By SYDNEY J. FREEDBERG JR

A soldier from the Army’s offensive cyber brigade during an exercise at Fort Lewis, Washington.

SAN DIEGO: Adm. Mike Rogers, who heads both NSA and Cyber Command, is looking past CYBERCOM’s elevation to an independent Unified Command towards a much wider reorganization of military cyber. Some reorganization is implicit in a Feb. 17 memo in which Defense Secretary Jim Mattis charges Deputy Secretary Bob Work to “develop an initial plan… for more optimized organizational structure and processes to support information management and cyber operations.” But speaking to the AFCEA-USNI West 2017 conference here, Rogers proposed an array of specific changes, from giving tactical units more authority to conduct cyber attacks to creating a new structure to oversee both cyber and electronic warfare.
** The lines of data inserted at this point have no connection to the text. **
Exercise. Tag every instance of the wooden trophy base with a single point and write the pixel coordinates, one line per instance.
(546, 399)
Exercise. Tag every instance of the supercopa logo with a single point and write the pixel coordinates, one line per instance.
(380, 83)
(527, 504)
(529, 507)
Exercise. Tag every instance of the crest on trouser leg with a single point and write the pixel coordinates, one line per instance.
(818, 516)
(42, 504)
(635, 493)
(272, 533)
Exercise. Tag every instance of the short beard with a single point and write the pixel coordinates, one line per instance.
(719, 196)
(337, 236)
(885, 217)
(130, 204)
Rogers was notably silent on one burning issue: splitting the two agencies he runs. Obama Defense Secretary Ash Carter and Director of National Intelligence James Clapper both pushed to separate NSA and CYBERCOM, but Rogers was publicly reluctant, as was Senate Armed Forces Chairman John McCain. The 2017 defense bill elevated CYBERCOM from a component of Strategic Command to an independent top-level Unified Command (Sec. 923), but it but forbade separating CYBERCOM from NSA until the Pentagon studied the split and certified it would not pose “unacceptable” risk (Sec. 1642). “We’re looking at the issue,” DoD spokesman Capt. Jeff Davis told The Hill. That study and other NDAA provisions are the impetus for Mattis’s memo.

“In the immediate near term, (we’ll) elevate CYBERCOM to Unified Command. I think that’s pretty easy, we’re getting no pushback,” Rogers said today, “(though) it’s not my decision.” The law doesn’t specify a date by which the change must happen, and the Pentagon hasn’t yet set one.c

Navy F-35C. The F-35 Joint Strike Fighter has (highly classified) capabilities for cyber and electronic warfare.

Cyber & Electronic Warfare

Rogers is already looking ahead to a future, far larger change: Whether the Defense Department should create an organization that oversees not only cyber warfare but the intimately intertwined fields of electronic warfare and spectrum management.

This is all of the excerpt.